William John Grummett (January 8, 1891 – 1967) was a Canadian politician. He represented the electoral district of Cochrane South in the Legislative Assembly of Ontario from 1943 to 1955 as a member of the Co-operative Commonwealth Federation (CCF).

==Background==
The son of a farmer in Maxwell, Ontario, just south of Collingwood, Grummett was the first lawyer in Iroquois Falls-Ansonville, having attended law school in Toronto, Ontario. He and his wife Marie raised their five children in Iroquois Falls, Ontario.

He had fought in World War I as an officer in the British Army where he saw action in the Mesopotamian campaign. While there, he contracted malaria which affected him for the rest of his life. He died in 1967.

==Politics==
In the 1943 provincial election he ran as the Co-operative Commonwealth Federation candidate in the riding of Cochrane South. he defeated Liberal candidate J. Emile Brunette by 5066 votes.
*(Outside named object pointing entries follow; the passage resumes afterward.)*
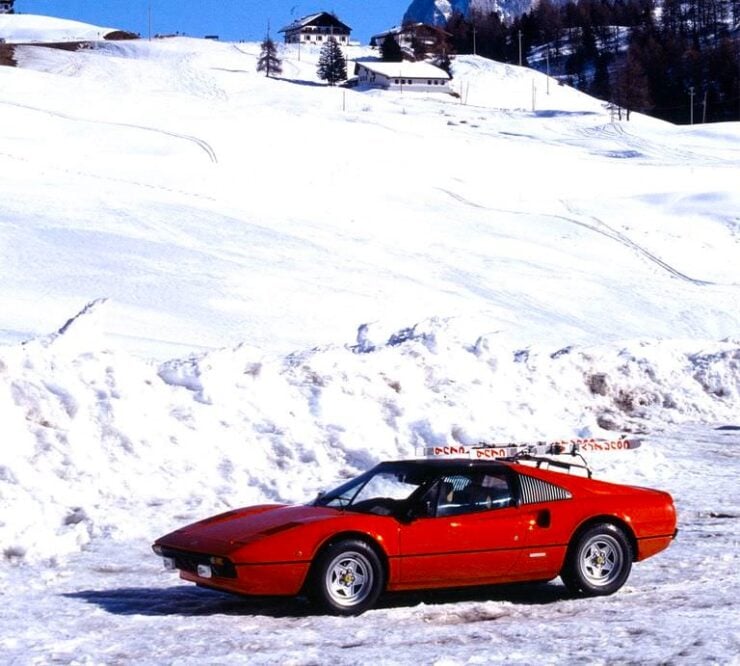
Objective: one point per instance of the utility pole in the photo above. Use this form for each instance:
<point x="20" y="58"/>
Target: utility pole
<point x="520" y="48"/>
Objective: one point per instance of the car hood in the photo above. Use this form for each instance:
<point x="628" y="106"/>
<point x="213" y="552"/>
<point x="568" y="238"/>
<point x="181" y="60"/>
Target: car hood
<point x="245" y="525"/>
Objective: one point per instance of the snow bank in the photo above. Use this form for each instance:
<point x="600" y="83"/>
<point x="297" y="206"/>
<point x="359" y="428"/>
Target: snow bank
<point x="32" y="28"/>
<point x="100" y="444"/>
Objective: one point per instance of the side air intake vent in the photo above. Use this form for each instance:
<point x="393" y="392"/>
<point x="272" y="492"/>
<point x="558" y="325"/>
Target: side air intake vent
<point x="535" y="490"/>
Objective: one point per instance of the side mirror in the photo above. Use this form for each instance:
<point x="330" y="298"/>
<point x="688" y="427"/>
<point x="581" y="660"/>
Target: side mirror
<point x="419" y="510"/>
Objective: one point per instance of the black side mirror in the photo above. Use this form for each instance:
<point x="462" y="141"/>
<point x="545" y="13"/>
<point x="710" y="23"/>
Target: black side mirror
<point x="419" y="510"/>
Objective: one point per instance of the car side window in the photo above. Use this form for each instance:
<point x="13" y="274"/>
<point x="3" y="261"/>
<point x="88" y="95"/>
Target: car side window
<point x="472" y="492"/>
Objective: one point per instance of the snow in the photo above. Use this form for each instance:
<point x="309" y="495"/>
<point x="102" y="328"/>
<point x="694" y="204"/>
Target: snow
<point x="280" y="284"/>
<point x="33" y="28"/>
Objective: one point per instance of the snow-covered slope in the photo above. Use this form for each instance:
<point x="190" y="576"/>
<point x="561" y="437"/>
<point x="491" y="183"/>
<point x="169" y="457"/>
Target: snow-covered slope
<point x="19" y="28"/>
<point x="437" y="12"/>
<point x="281" y="283"/>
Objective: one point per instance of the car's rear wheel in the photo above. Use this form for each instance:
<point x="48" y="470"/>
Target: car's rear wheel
<point x="598" y="562"/>
<point x="347" y="578"/>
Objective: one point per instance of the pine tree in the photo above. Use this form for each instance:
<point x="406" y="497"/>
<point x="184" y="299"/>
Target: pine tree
<point x="332" y="63"/>
<point x="390" y="51"/>
<point x="269" y="62"/>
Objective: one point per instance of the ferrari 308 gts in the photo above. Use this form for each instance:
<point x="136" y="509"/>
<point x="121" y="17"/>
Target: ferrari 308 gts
<point x="423" y="524"/>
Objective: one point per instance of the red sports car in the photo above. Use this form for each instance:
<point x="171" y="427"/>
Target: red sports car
<point x="421" y="524"/>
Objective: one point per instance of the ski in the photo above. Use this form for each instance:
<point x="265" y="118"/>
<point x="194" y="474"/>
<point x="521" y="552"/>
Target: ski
<point x="495" y="450"/>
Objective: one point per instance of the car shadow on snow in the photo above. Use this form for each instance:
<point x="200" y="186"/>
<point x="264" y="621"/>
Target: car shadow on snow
<point x="187" y="600"/>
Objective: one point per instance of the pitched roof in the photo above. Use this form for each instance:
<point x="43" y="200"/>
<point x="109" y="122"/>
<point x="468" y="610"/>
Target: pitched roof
<point x="405" y="69"/>
<point x="313" y="18"/>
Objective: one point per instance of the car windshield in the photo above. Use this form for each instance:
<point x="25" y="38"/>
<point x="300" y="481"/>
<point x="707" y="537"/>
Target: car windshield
<point x="382" y="490"/>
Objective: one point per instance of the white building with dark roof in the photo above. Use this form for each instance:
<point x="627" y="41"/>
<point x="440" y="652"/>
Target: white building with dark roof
<point x="316" y="29"/>
<point x="410" y="76"/>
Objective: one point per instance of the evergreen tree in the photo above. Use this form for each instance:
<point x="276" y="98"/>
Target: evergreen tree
<point x="269" y="62"/>
<point x="332" y="63"/>
<point x="390" y="51"/>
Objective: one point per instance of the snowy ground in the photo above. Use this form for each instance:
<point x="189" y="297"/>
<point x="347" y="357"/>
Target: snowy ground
<point x="288" y="283"/>
<point x="114" y="604"/>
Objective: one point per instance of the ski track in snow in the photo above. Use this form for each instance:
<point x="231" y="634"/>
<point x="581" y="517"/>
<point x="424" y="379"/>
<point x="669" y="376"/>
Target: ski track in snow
<point x="201" y="143"/>
<point x="602" y="228"/>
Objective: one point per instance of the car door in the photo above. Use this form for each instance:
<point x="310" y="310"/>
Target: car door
<point x="472" y="536"/>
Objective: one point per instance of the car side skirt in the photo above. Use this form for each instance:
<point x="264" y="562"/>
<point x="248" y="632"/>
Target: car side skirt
<point x="648" y="546"/>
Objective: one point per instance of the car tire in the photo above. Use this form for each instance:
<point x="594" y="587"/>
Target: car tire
<point x="347" y="578"/>
<point x="598" y="562"/>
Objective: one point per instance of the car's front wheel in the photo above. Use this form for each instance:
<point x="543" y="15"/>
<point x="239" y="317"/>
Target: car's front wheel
<point x="347" y="578"/>
<point x="598" y="561"/>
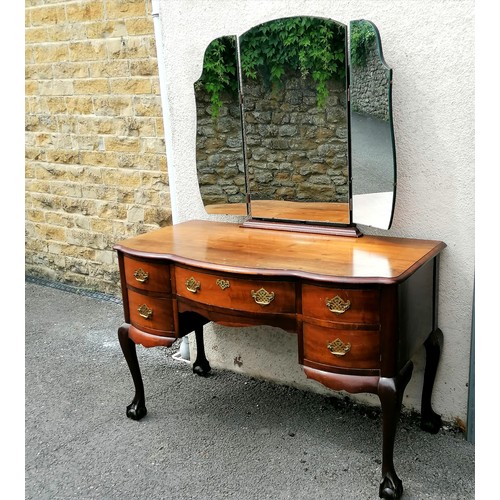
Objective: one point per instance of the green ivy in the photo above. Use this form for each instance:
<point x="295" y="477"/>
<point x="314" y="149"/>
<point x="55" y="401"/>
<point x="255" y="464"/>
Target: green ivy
<point x="362" y="39"/>
<point x="219" y="71"/>
<point x="311" y="46"/>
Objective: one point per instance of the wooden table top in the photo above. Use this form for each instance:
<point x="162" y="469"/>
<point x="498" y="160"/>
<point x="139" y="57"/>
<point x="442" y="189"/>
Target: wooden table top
<point x="228" y="247"/>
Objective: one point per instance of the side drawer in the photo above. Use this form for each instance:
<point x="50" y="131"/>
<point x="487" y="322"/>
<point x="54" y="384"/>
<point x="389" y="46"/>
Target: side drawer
<point x="342" y="305"/>
<point x="147" y="275"/>
<point x="341" y="347"/>
<point x="151" y="314"/>
<point x="235" y="293"/>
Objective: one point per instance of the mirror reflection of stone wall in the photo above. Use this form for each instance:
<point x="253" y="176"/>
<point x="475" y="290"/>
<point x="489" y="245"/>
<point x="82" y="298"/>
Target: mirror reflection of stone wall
<point x="372" y="152"/>
<point x="285" y="156"/>
<point x="372" y="142"/>
<point x="296" y="146"/>
<point x="219" y="150"/>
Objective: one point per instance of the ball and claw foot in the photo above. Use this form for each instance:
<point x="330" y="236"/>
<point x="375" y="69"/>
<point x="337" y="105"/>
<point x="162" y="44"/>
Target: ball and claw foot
<point x="391" y="487"/>
<point x="202" y="368"/>
<point x="431" y="422"/>
<point x="136" y="411"/>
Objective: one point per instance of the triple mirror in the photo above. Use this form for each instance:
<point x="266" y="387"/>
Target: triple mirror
<point x="294" y="125"/>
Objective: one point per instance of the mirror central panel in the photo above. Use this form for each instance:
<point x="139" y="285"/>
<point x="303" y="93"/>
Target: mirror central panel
<point x="295" y="119"/>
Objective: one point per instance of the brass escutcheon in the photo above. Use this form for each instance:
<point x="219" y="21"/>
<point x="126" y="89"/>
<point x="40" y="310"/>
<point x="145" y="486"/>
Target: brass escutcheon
<point x="145" y="311"/>
<point x="192" y="285"/>
<point x="263" y="297"/>
<point x="223" y="284"/>
<point x="338" y="348"/>
<point x="337" y="305"/>
<point x="141" y="275"/>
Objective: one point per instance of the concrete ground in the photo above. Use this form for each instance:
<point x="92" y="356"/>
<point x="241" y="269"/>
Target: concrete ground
<point x="221" y="437"/>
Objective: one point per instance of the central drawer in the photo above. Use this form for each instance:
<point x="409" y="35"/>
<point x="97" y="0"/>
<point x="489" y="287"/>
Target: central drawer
<point x="252" y="295"/>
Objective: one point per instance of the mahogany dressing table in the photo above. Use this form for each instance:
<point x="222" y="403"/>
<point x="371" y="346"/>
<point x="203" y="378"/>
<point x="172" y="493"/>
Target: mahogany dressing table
<point x="361" y="306"/>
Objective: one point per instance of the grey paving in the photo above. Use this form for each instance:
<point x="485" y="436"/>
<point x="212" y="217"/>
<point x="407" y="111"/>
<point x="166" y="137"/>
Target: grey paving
<point x="223" y="437"/>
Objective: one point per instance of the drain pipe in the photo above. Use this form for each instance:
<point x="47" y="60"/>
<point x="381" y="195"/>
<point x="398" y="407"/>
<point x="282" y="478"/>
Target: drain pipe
<point x="183" y="353"/>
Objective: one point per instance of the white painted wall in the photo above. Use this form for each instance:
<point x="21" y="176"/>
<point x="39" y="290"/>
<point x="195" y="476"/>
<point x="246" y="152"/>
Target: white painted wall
<point x="430" y="46"/>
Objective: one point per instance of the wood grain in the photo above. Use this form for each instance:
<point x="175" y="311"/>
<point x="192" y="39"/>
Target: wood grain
<point x="227" y="247"/>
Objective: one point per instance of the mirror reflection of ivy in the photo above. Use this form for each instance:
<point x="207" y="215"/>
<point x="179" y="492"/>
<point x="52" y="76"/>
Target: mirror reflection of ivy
<point x="313" y="47"/>
<point x="362" y="42"/>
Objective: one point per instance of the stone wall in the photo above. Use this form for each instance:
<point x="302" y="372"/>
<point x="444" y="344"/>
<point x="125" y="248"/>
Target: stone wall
<point x="370" y="87"/>
<point x="296" y="150"/>
<point x="95" y="152"/>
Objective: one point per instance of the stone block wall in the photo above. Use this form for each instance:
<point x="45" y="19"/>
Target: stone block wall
<point x="96" y="168"/>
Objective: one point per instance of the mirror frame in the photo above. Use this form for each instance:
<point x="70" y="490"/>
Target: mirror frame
<point x="317" y="226"/>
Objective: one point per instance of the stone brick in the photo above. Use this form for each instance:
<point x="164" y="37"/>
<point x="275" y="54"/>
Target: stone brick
<point x="113" y="105"/>
<point x="79" y="105"/>
<point x="99" y="158"/>
<point x="71" y="70"/>
<point x="84" y="11"/>
<point x="143" y="67"/>
<point x="122" y="144"/>
<point x="55" y="87"/>
<point x="95" y="162"/>
<point x="91" y="86"/>
<point x="116" y="68"/>
<point x="140" y="26"/>
<point x="122" y="9"/>
<point x="121" y="178"/>
<point x="130" y="85"/>
<point x="99" y="225"/>
<point x="47" y="15"/>
<point x="34" y="35"/>
<point x="35" y="215"/>
<point x="87" y="50"/>
<point x="147" y="105"/>
<point x="56" y="104"/>
<point x="62" y="156"/>
<point x="50" y="52"/>
<point x="105" y="29"/>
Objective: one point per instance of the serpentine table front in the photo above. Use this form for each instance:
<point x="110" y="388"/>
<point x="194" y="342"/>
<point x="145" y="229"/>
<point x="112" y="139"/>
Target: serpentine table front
<point x="361" y="307"/>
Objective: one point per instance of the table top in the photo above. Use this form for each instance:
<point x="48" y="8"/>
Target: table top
<point x="228" y="247"/>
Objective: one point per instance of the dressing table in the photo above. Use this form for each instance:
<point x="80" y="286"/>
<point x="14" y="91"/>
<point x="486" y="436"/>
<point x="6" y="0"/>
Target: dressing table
<point x="361" y="306"/>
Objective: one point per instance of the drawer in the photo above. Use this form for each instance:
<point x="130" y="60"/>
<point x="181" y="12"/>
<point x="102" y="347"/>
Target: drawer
<point x="342" y="305"/>
<point x="150" y="314"/>
<point x="147" y="275"/>
<point x="341" y="347"/>
<point x="235" y="293"/>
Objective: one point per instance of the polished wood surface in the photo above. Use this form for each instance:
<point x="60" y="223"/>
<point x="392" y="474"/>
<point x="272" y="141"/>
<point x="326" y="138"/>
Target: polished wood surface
<point x="361" y="307"/>
<point x="230" y="248"/>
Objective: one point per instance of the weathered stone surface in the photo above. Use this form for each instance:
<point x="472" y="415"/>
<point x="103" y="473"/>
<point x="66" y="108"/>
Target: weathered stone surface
<point x="95" y="153"/>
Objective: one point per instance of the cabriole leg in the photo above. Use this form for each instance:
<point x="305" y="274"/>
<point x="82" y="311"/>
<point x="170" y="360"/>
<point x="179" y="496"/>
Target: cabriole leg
<point x="137" y="408"/>
<point x="201" y="366"/>
<point x="430" y="420"/>
<point x="390" y="392"/>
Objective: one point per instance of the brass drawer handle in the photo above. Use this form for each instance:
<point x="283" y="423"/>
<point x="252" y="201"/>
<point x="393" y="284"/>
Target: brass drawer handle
<point x="338" y="348"/>
<point x="192" y="285"/>
<point x="337" y="305"/>
<point x="145" y="311"/>
<point x="223" y="284"/>
<point x="141" y="275"/>
<point x="263" y="297"/>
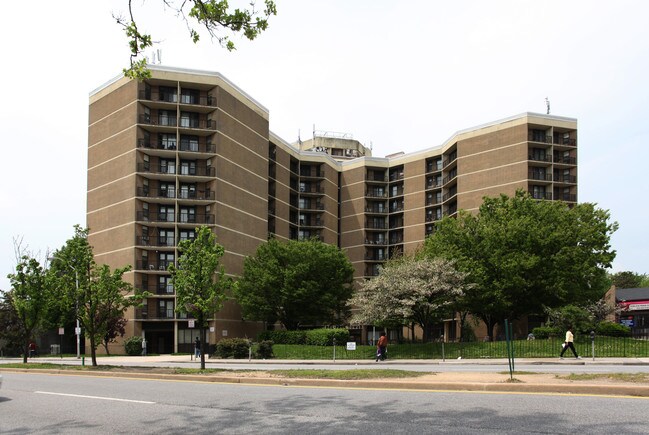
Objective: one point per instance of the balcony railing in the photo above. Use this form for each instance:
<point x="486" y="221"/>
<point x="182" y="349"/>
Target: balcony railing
<point x="541" y="195"/>
<point x="567" y="197"/>
<point x="540" y="158"/>
<point x="560" y="178"/>
<point x="376" y="178"/>
<point x="145" y="216"/>
<point x="150" y="192"/>
<point x="171" y="121"/>
<point x="168" y="241"/>
<point x="557" y="139"/>
<point x="153" y="265"/>
<point x="376" y="225"/>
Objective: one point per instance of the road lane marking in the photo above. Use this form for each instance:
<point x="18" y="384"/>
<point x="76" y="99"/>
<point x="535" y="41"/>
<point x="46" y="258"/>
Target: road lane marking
<point x="82" y="396"/>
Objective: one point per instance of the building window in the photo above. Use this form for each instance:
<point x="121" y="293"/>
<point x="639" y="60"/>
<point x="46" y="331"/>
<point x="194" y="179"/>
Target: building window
<point x="189" y="119"/>
<point x="167" y="166"/>
<point x="189" y="143"/>
<point x="167" y="141"/>
<point x="188" y="214"/>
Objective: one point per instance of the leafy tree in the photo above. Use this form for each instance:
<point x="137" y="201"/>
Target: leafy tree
<point x="115" y="327"/>
<point x="29" y="298"/>
<point x="98" y="296"/>
<point x="213" y="16"/>
<point x="628" y="279"/>
<point x="296" y="283"/>
<point x="10" y="336"/>
<point x="422" y="291"/>
<point x="199" y="281"/>
<point x="525" y="254"/>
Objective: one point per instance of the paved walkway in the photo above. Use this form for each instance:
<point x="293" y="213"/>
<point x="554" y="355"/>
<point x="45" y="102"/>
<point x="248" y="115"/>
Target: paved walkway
<point x="437" y="380"/>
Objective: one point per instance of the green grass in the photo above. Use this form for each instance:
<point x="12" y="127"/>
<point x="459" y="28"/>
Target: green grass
<point x="539" y="348"/>
<point x="355" y="374"/>
<point x="623" y="377"/>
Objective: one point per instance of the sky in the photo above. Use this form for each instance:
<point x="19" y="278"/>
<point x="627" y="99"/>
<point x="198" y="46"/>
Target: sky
<point x="398" y="76"/>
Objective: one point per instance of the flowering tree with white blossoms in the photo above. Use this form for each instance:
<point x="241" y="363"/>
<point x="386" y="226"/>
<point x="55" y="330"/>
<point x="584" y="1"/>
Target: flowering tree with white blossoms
<point x="408" y="290"/>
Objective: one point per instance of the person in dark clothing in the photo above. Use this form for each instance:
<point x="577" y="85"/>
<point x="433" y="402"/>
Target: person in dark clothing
<point x="197" y="348"/>
<point x="381" y="347"/>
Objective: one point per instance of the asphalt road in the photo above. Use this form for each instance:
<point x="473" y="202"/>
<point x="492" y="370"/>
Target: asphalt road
<point x="475" y="366"/>
<point x="48" y="404"/>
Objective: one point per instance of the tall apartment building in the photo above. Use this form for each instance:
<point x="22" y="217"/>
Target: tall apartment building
<point x="187" y="148"/>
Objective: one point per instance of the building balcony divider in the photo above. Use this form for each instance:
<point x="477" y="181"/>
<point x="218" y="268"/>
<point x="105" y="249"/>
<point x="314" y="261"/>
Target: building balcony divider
<point x="539" y="176"/>
<point x="376" y="225"/>
<point x="565" y="160"/>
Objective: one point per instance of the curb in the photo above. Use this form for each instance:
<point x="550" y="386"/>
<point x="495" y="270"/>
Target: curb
<point x="504" y="387"/>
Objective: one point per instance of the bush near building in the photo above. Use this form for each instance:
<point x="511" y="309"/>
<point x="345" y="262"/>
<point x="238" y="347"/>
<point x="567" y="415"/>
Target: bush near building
<point x="133" y="345"/>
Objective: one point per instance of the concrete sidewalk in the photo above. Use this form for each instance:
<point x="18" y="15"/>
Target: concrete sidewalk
<point x="185" y="359"/>
<point x="159" y="367"/>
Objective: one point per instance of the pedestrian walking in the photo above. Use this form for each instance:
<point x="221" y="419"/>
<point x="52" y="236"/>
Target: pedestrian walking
<point x="197" y="348"/>
<point x="569" y="344"/>
<point x="382" y="347"/>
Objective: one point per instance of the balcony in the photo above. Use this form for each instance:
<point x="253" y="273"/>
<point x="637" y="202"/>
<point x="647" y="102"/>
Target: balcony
<point x="373" y="178"/>
<point x="545" y="158"/>
<point x="171" y="121"/>
<point x="570" y="179"/>
<point x="558" y="139"/>
<point x="311" y="190"/>
<point x="311" y="174"/>
<point x="376" y="225"/>
<point x="154" y="265"/>
<point x="200" y="195"/>
<point x="376" y="194"/>
<point x="566" y="197"/>
<point x="541" y="195"/>
<point x="376" y="210"/>
<point x="166" y="241"/>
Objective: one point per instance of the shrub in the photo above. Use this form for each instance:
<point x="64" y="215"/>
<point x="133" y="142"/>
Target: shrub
<point x="133" y="345"/>
<point x="612" y="329"/>
<point x="546" y="332"/>
<point x="326" y="336"/>
<point x="283" y="337"/>
<point x="265" y="350"/>
<point x="236" y="348"/>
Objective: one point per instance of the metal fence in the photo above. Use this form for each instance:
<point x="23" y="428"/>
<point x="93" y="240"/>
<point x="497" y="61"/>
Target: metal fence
<point x="540" y="348"/>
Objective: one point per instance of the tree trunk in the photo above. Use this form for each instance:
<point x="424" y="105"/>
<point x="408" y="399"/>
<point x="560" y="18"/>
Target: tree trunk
<point x="202" y="347"/>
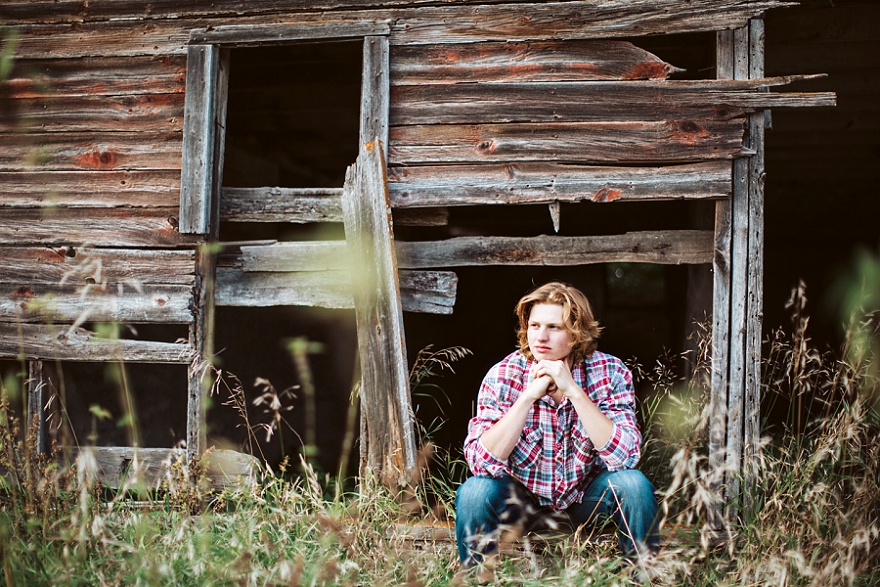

He was the only CCF MPP to survive both the 1945 and the 1951 provincial elections, which saw most CCFers defeated, including party leader Ted Jolliffe.

He was the CCF's House Leader and led the two person caucus in the legislature from 1951, following Jolliffe's defeat, until new leader Donald C. Macdonald entered the legislature in the 1955.

Grummett was defeated in the 1955 general election by Ontario Progressive Conservative Party candidate Wilf Spooner, who was mayor of Timmins, Ontario, when the Liberals failed to field a candidate allowing "old party votes" to coalesce around Spooner.